Facebook Tests Tool That Identifies Fake Accounts

Facebook, Twitter and other social media networks have been battling the issue of fake accounts for quite some time, but Facebook may gain some serious ground in this fight soon. The company could score some big points with both users and advertisers with the tool it’s in the process of pushing out to everyone.

Facebook fake profile

Facebook battles impersonators

According to Mashable, Facebook’s new tool notifies users when it detects a fake account set up by someone who may be impersonating them. When the tool identifies such an account, it alerts the user. To identify these fake accounts, the feature looks at the profile pictures and names. Upon receiving the alert that someone may be impersonating them, users are asked to say whether the profile is a fake one meant to impersonate them using their personal information.

All the notifications for this feature automated, but a Facebook team reviews all the profiles it flags as potentially impersonating accounts. The social network started testing the tool in November and has pushed it out to accounts in approximately 75% of the world, said Mashable. Facebook intends to expand it soon, the website reported, citing Antigone Davis, the social network’s Global Safety Head.

Facebook battles harassment

According to Mashable, impersonating people isn’t a widespread problem, but it is a source of harassment. Women in particular have been reporting problems with harassment, Davis told the tech website. This issue has received quite a lot of attention in the media, particularly in cases involving public figures like reporters or politicians, some of whom have received death threats on the network. On Facebook, the issue is a bit different though.

“It’s a real point of concern for some women in certain regions of the world where it [impersonation] may have certain cultural or social ramifications,” Davis told Mashable, adding that the impersonation tool is aimed at helping women feel safer using Facebook.

This tool may help advertisers too

One thing Mashable doesn’t point out about this new tool is its implications for advertisers as well. Identifying and eliminating fake accounts can increase the returns on their investments because it means that more “real” users are seeing their ads. It seems that this isn’t the focus of the impersonation tool, and certainly it shouldn’t be because user safety is more important. Benefiting advertisers seems to be just a sort of bonus. Of note, Twitter launched a tool in 2014 that aims to identify bot accounts, which can be used for everything from slander to spreading misinformation or malware.

In 2014, Facebook reported in a regulatory filing that up to 137 million accounts might be fake, with the percentage range being given as between 5.5% and 11.2% of accounts. At the time, the social network had about 1.23 billion users. It’s unclear whether it is making progress on this front, but the new feature should help.

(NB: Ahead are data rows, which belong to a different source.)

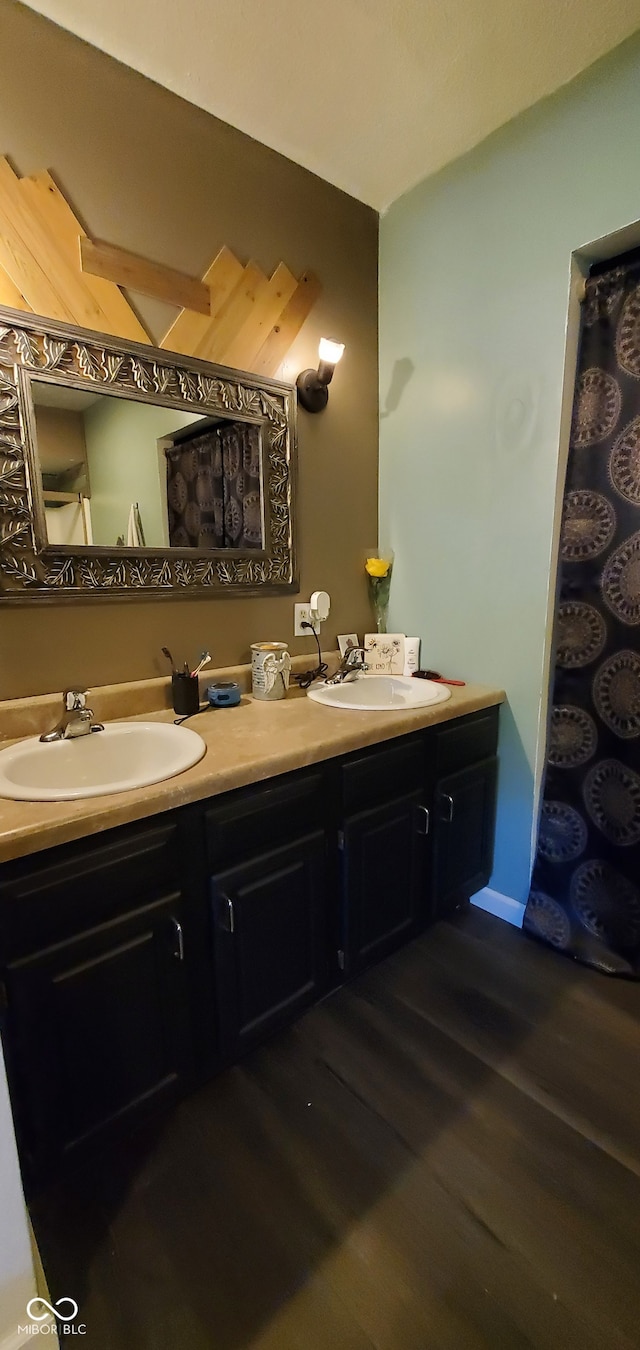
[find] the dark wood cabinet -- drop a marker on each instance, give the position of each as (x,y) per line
(384,878)
(463,828)
(269,940)
(99,1028)
(138,961)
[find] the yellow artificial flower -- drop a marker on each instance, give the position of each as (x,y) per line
(377,566)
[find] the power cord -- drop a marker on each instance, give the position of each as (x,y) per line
(307,678)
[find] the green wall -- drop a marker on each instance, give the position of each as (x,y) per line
(124,466)
(474,293)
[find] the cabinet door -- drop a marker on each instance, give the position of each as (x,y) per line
(384,878)
(465,817)
(270,940)
(97,1029)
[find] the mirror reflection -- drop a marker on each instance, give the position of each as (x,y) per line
(120,473)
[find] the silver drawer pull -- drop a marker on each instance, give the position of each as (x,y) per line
(448,817)
(180,941)
(424,812)
(228,902)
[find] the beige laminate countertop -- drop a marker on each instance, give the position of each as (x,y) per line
(245,744)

Other Facebook features in testing too

Mashable also reports that two additional safety features are being tested on Facebook as well. One involves new ways to report intimate photos that were posted without a user’s consent, and the other is described as a “photo checkup feature.”

The social network banned the posting of intimate photos without a user’s consent in 2012, but Mashable describes the goal of Facebook in rolling out the feature tweak as making it “more compassionate for victims of abuse.” The tweak enables users to not only report a photo as inappropriate but also say that they are in the photo.

After that, outside links will appear so that users can find support groups for victims of abuse or see potential legal actions they might pursue. Of course the feature will also trigger the internal review that already occurs when someone reports a potentially inappropriate photo. According to Mashable, they’re happy with the results of their tests on this tweak so far, but they still want more information before making it available more widely.

The photo checkup tool walks Facebook users through their privacy settings for their photos and explains who can see them in a fashion similar to the privacy dinosaur. Currently this tool is available to users in India, South America, Southeast Asia and Africa.